Imagens de satélite de Fordow após o bombardeio de domingo mostram entradas de túneis aparentemente seladas com terra e buracos que podem ser os pontos de entrada das bombas antibunker americanas de 13 toneladas com guia de precisão. As estradas de acesso também parecem danificadas.

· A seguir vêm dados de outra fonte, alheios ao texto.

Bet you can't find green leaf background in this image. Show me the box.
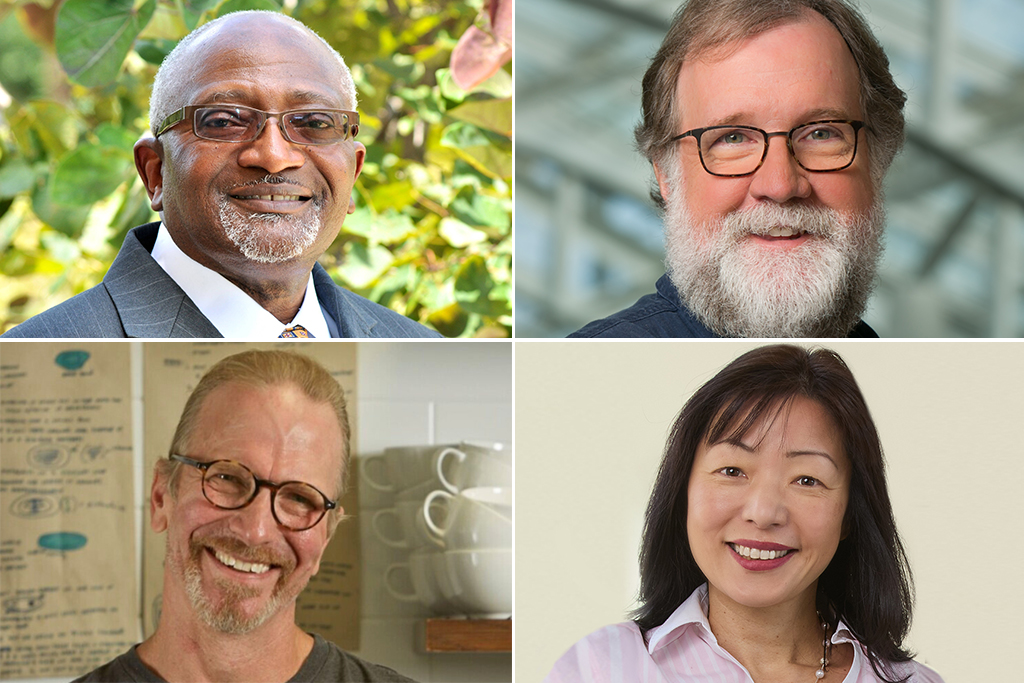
[0,0,512,337]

Na quarta, o porta-voz do Ministério de Relações Exteriores do Irã, Esmail Baghaei, ecoou a retórica de Trump ao afirmar que as instalações nucleares do país foram “muito danificadas”.

Grossi, no entanto, afirmou nesta semana que o chanceler iraniano, Abbas Araghchi, enviou uma carta à AIEA em 13 de junho avisando que o Irã “adotaria medidas especiais para proteger nossos equipamentos e materiais nucleares”. E, em sua primeira declaração pública desde terça-feira, quando o cessar-fogo incentivado por Trump entrou em vigor, o aiatolá Khamenei usou um tom triunfante para celebrar a “vitória” do país sobre Israel, acrescentando que Washington “não ganhou nada”.

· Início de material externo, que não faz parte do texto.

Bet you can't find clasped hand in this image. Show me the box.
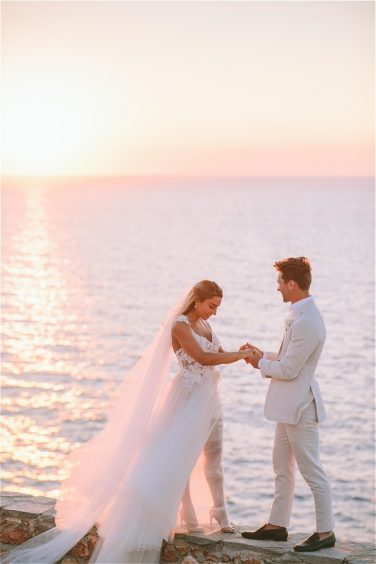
[239,343,264,368]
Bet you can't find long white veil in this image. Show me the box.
[2,293,187,564]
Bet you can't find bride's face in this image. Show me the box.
[197,296,222,319]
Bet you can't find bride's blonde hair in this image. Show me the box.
[182,280,223,315]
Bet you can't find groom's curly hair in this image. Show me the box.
[273,257,312,290]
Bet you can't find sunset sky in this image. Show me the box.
[2,1,374,176]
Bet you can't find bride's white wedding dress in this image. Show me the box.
[4,303,231,564]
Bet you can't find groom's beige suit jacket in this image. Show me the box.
[259,297,326,425]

Nesse cenário, as fontes ouvidas pelo FT informaram que os governos da União Europeia ainda aguardam um relatório completo de inteligência sobre a extensão dos danos em Fordow — construída profundamente sob uma montanha, perto da cidade sagrada de Qom — e que um relatório inicial sugere “danos extensos, mas não destruição estrutural total”.

Os EUA não forneceram inteligência definitiva aos aliados europeus sobre as capacidades nucleares remanescentes do Irã após os ataques e vêm retendo orientações claras sobre como pretende conduzir as relações com Teerã, disseram três autoridades a par das discussões ao FT. O vazamento da avaliação preliminar — e as repercussões posteriores — também fizeram com que a Casa Branca considerasse limitar o compartilhamento de informações confidenciais com o Congresso.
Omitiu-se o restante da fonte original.